Quantopian's community platform is shutting down. Please read this post for more information and download your code.
Back to Community
How to get hold of open/ close prices from load_from_yahoo ?

Hi,

I am using zipline on my own PC. In Quantopian I see data[SYMBOL].close and data[SYMBOL].open. In zipline I see the caching of the csv files from Yahoo including the open. close values. But for some reason only the SYMBOL and Adj. Close price seem to get out. How is that possible?

I have the feeling that it has to do with the Dictionary and this line: df = pd.DataFrame({key: d[close_key] for key, d in data.iteritems()})
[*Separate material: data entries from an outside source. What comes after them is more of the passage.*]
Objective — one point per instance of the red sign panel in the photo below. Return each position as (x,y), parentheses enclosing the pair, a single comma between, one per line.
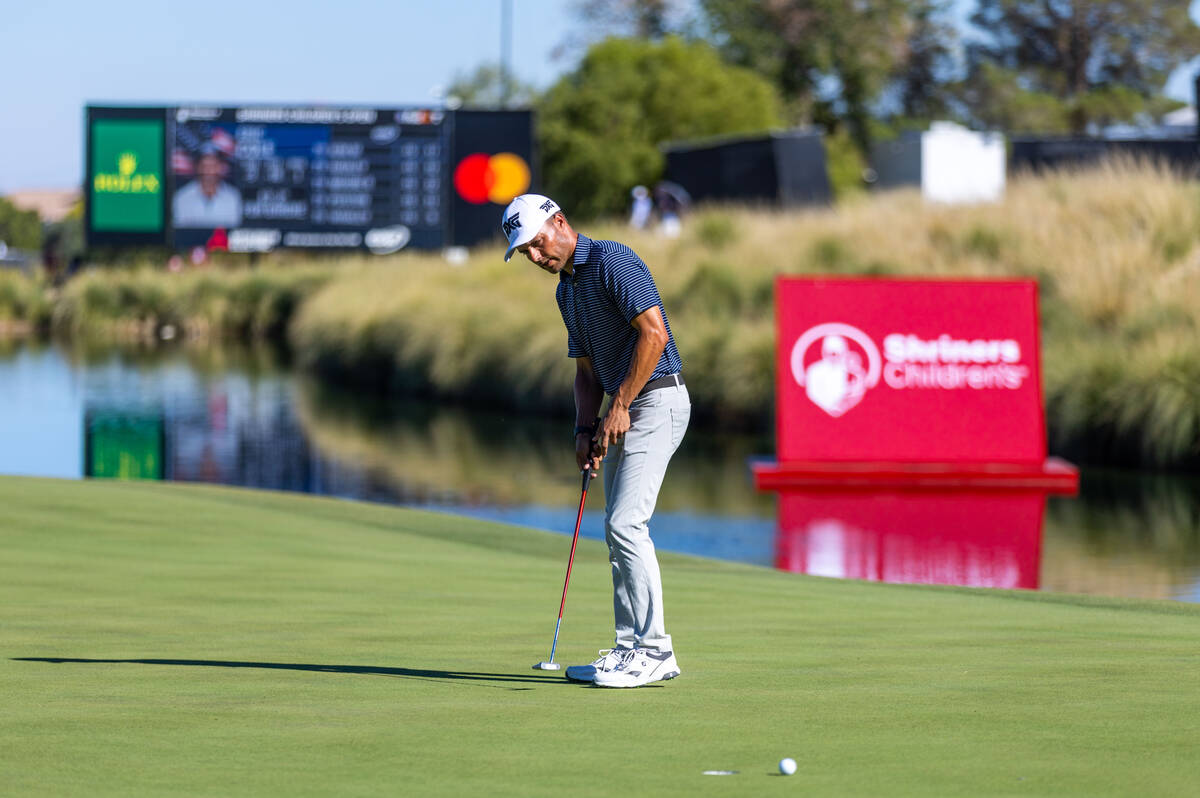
(909,371)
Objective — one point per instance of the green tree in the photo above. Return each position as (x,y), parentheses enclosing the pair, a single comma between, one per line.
(927,69)
(601,125)
(829,59)
(19,228)
(1066,65)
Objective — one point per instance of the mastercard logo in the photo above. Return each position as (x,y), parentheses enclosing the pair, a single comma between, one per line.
(498,178)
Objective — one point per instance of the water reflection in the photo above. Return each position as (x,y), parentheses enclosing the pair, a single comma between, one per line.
(976,539)
(240,418)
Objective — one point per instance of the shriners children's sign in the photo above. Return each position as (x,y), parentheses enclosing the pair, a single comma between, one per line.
(838,363)
(909,370)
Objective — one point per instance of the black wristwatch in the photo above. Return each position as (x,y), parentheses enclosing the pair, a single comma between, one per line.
(587,430)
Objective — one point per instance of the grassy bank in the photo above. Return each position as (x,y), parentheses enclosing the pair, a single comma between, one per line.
(1114,249)
(184,640)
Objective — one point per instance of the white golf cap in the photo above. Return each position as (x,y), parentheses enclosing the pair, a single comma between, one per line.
(523,217)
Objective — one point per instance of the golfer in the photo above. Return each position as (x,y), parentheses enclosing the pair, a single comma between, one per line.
(617,331)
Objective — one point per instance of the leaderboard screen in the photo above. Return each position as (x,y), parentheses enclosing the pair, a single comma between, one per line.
(258,178)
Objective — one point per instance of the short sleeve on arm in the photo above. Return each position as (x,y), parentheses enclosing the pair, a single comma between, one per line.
(630,285)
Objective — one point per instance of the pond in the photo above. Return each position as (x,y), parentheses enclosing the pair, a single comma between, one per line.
(238,417)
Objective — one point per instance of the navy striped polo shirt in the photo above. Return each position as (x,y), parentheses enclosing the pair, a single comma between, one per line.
(610,287)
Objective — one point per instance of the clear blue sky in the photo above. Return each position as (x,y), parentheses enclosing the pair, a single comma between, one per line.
(61,54)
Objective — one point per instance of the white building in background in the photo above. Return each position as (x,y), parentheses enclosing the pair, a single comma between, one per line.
(948,162)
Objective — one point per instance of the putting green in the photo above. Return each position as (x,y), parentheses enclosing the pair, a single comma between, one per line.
(223,642)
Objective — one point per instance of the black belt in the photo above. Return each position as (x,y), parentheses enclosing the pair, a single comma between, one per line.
(670,381)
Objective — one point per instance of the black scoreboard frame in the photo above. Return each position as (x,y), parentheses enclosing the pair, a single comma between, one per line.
(467,131)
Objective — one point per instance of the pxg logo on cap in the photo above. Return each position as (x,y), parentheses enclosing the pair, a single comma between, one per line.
(523,219)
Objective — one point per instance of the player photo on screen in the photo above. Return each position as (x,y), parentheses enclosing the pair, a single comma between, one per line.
(203,168)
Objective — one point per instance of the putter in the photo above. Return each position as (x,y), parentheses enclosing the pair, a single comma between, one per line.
(551,665)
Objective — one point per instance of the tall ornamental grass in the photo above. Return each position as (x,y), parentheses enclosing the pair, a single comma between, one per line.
(243,304)
(1115,250)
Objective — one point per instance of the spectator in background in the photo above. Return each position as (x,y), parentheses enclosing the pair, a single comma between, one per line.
(208,202)
(642,209)
(671,201)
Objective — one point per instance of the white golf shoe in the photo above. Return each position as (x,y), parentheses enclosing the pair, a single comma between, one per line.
(637,667)
(607,660)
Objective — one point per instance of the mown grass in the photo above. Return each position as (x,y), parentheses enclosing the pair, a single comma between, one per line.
(1114,250)
(191,640)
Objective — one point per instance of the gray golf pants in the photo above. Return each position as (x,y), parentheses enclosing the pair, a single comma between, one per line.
(633,477)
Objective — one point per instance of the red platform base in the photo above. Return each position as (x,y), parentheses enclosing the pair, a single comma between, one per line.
(1054,475)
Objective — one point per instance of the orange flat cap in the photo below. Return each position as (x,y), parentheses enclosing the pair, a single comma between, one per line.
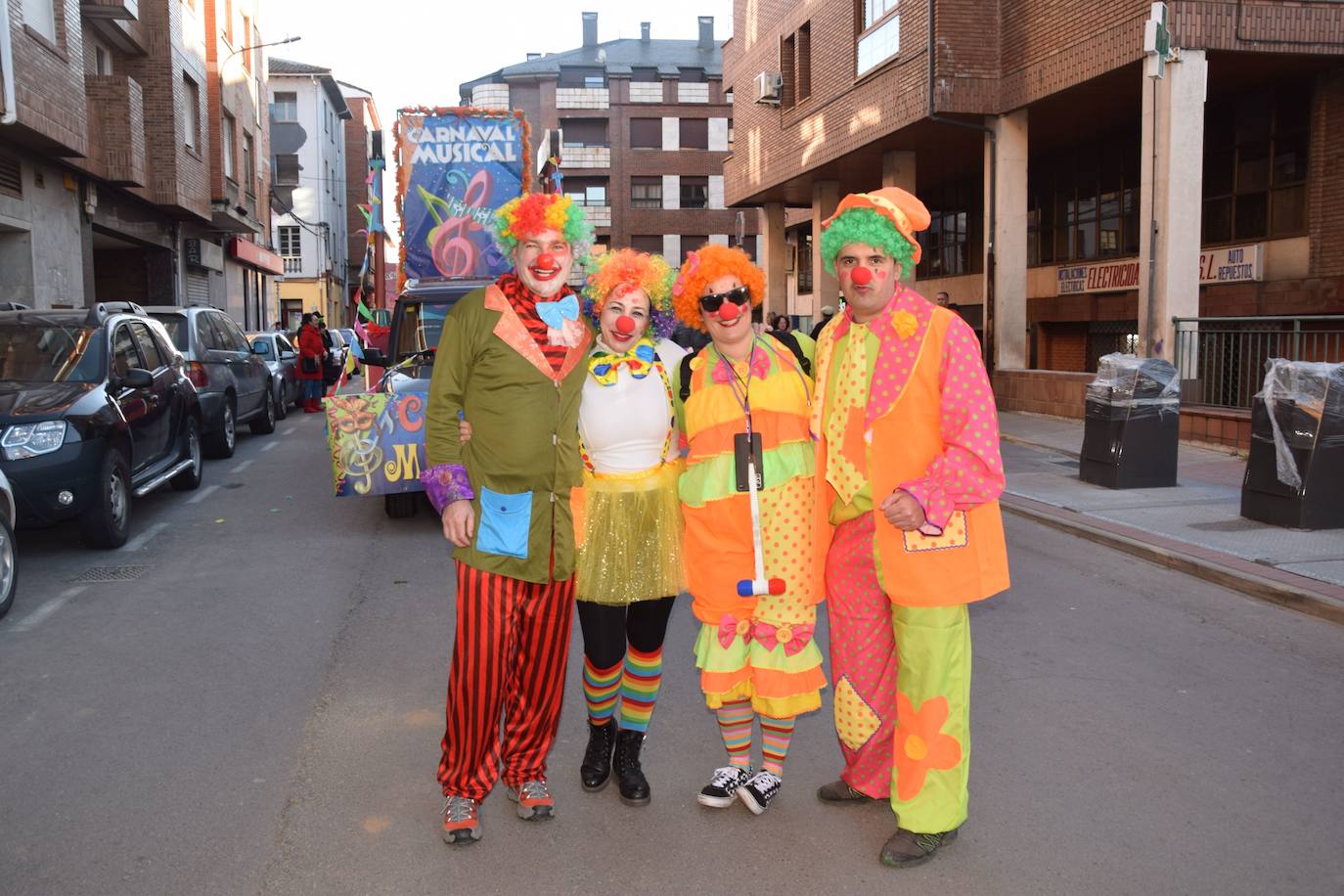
(904,209)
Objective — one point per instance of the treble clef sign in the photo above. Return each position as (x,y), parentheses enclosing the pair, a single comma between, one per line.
(453,251)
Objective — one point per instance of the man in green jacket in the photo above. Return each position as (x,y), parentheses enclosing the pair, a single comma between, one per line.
(511,360)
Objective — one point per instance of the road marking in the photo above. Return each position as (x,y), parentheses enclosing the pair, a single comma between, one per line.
(202,495)
(42,612)
(144,538)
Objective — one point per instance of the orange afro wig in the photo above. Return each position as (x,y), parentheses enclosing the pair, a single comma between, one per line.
(706,265)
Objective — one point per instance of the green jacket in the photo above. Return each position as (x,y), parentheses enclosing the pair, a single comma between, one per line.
(523,457)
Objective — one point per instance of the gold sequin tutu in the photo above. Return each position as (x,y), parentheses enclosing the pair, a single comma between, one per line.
(629,532)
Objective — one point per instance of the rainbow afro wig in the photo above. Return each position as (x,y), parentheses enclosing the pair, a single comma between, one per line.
(701,267)
(615,273)
(531,214)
My Python is not well enough to understand what is happening. I have the feeling that only the index (SYMBOL) and 1 price are moved to the df. The other columns of the Yahoo data are not moved.
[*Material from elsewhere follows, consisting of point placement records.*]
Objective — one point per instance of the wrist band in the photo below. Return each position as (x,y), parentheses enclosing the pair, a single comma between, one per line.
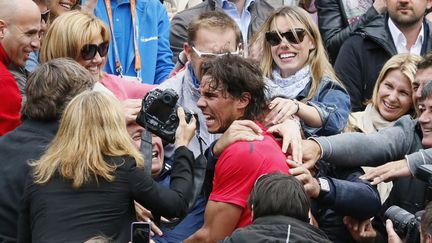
(298,106)
(180,61)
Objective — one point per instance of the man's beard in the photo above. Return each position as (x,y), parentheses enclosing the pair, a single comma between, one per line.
(405,21)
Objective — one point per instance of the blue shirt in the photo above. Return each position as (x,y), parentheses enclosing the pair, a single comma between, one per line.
(152,22)
(242,21)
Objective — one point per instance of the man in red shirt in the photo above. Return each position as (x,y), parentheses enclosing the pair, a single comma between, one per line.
(232,88)
(19,35)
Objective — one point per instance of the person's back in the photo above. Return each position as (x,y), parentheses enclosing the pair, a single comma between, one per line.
(86,182)
(79,214)
(48,88)
(258,11)
(338,19)
(27,141)
(238,167)
(280,208)
(362,56)
(150,19)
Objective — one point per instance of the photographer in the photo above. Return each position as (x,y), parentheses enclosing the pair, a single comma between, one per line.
(425,228)
(408,141)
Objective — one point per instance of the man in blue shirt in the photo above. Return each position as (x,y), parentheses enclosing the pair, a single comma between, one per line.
(144,53)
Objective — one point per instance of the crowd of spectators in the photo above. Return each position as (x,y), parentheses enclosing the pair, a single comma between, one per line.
(310,119)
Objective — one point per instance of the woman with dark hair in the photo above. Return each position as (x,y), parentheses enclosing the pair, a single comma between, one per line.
(86,182)
(338,19)
(85,38)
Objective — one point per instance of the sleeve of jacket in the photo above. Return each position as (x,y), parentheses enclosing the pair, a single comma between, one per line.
(333,106)
(172,202)
(24,224)
(333,24)
(164,63)
(349,69)
(351,196)
(178,34)
(415,160)
(358,149)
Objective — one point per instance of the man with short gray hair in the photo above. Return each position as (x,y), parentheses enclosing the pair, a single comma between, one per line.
(19,35)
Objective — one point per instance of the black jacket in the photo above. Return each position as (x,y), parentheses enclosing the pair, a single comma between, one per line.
(334,26)
(348,196)
(364,54)
(56,212)
(275,229)
(26,142)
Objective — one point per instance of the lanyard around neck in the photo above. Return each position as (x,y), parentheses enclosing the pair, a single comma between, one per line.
(119,67)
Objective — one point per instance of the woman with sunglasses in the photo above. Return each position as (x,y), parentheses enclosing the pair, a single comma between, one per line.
(85,38)
(295,62)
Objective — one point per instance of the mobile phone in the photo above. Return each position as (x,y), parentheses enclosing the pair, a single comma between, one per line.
(424,173)
(140,232)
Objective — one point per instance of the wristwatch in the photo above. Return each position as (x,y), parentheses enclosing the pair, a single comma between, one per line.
(324,185)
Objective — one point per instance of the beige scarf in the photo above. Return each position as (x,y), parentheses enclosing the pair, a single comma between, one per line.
(367,121)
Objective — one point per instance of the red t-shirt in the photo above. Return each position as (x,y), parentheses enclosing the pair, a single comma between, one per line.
(10,97)
(240,165)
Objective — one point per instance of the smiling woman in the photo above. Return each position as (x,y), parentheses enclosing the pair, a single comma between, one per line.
(85,38)
(391,98)
(295,62)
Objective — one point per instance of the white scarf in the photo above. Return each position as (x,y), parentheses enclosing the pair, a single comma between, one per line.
(288,87)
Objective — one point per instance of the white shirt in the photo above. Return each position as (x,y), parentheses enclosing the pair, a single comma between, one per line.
(400,41)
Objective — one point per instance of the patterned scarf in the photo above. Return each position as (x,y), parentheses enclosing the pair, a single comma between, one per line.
(288,87)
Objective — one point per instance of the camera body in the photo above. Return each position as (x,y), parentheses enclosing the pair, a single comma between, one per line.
(404,223)
(158,113)
(140,232)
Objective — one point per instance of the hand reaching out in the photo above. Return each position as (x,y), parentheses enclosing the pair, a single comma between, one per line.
(131,108)
(281,110)
(387,172)
(291,135)
(185,131)
(239,130)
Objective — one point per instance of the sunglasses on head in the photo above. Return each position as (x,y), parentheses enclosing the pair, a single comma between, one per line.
(45,15)
(274,38)
(88,51)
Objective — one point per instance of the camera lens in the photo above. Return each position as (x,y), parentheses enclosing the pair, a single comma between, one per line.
(400,218)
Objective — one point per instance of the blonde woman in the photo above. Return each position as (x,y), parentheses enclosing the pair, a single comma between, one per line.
(87,181)
(295,61)
(391,98)
(85,38)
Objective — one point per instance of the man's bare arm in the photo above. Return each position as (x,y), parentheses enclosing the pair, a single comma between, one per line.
(220,220)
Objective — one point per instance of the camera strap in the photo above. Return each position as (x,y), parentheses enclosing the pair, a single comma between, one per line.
(146,150)
(135,22)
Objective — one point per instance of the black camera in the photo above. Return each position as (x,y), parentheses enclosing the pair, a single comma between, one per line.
(158,113)
(405,224)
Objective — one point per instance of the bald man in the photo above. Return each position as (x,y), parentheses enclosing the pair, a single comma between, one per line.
(19,35)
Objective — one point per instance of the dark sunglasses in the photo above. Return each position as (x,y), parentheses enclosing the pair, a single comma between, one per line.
(45,15)
(88,51)
(274,38)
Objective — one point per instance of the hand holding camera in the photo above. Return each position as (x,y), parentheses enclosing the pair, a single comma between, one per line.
(185,131)
(158,114)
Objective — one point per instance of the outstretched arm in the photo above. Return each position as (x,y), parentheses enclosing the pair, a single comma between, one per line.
(220,220)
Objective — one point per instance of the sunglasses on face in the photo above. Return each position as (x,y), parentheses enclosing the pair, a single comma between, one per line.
(45,15)
(274,38)
(88,51)
(212,55)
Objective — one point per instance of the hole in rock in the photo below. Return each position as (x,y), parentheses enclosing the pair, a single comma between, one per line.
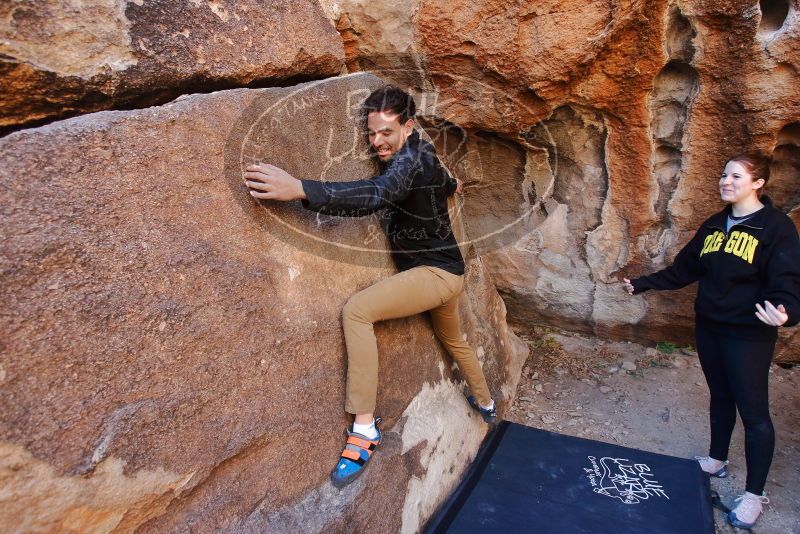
(773,15)
(680,36)
(784,182)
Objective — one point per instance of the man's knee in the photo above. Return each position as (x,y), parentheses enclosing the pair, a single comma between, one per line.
(354,310)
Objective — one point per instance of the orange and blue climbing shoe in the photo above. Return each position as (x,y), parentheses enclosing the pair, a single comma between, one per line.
(355,456)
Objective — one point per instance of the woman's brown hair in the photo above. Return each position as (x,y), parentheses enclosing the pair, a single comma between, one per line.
(757,164)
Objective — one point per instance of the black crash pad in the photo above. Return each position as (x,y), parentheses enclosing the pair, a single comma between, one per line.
(530,480)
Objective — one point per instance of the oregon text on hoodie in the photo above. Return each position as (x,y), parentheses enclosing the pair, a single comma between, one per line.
(757,260)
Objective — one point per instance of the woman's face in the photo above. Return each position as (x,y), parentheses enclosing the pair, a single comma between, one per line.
(736,183)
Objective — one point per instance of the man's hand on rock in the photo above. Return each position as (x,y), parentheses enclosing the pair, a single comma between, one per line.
(268,182)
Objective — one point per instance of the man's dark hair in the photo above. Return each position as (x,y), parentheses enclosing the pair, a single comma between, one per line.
(390,98)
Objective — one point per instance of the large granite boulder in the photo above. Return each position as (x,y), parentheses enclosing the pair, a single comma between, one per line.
(172,356)
(594,132)
(60,58)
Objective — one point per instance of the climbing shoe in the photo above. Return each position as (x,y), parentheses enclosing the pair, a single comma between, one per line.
(489,414)
(747,511)
(355,456)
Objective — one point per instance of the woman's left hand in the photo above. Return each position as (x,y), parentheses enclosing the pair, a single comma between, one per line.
(771,315)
I tried to use panda.io.data to load Yahoo data as well, but it complains on datetime differences :-(.

Any help appreciated.

J.

The function in question is:

def load_from_yahoo(indexes=None,
stocks=None,
start=None,
end=None,
adjusted=True):
"""
Loads price data from Yahoo into a dataframe for each of the indicated
securities. By default, 'price' is taken from Yahoo's 'Adjusted Close',
which removes the impact of splits and dividends. If the argument
'adjusted' is False, then the non-adjusted 'close' field is used instead.
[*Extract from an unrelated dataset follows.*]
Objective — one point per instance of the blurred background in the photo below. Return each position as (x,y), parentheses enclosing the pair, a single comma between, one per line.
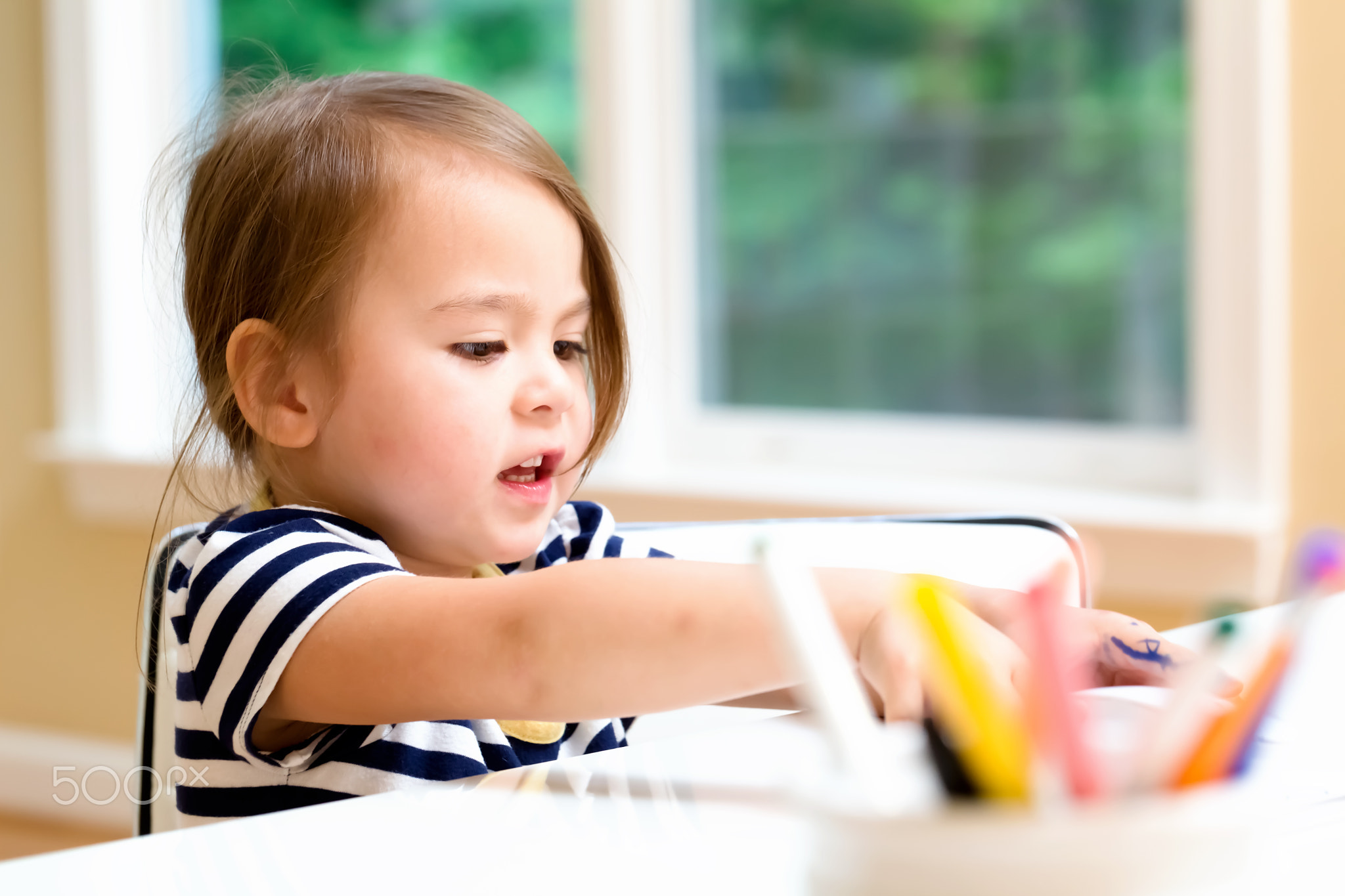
(1069,257)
:param indexes: Financial indexes to load.  
:type indexes: dict  
:param stocks: Stock closing prices to load.  
:type stocks: list  
:param start: Retrieve prices from start date on.  
:type start: datetime  
:param end: Retrieve prices until end date.  
:type end: datetime  
:param adjusted: Adjust the price for splits and dividends.  
:type adjusted: bool

"""  
data = _load_raw_yahoo_data(indexes, stocks, start, end)  
if adjusted:  
    close_key = 'Adj Close'  
else:  
    close_key = 'Close'  
df = pd.DataFrame({key: d[close_key] for key, d in data.iteritems()})  
df.index = df.index.tz_localize(pytz.utc)  
return df

Sample code:

This code has 6 columns including high/ low etc. where zipline only shows Adj. Close

SYMBOL = 'SPY'

start = datetime(2000, 1, 1, 0, 0, 0, 0, pytz.utc)  
end =  datetime(2001, 1, 2, 0, 0, 0, 0, pytz.utc)  
date_range = daterange(start, end)

data = pd.io.data.get_data_yahoo(SYMBOL,start=start, end=end, adjust_price=True)  
data.to_csv('c:\\data\\test.csv', encoding='utf-8')  
data = pd.DataFrame.from_csv('c:\\data\\test.csv', parse_dates=True, encoding='utf-8')  
data.index = data.index.tz_localize(pytz.utc)

print data.head()  
print data[['Open', 'Close']].head()

#close_key = 'Close'  
#df = pd.DataFrame({key: d[close_key] for key, d in data.iteritems()})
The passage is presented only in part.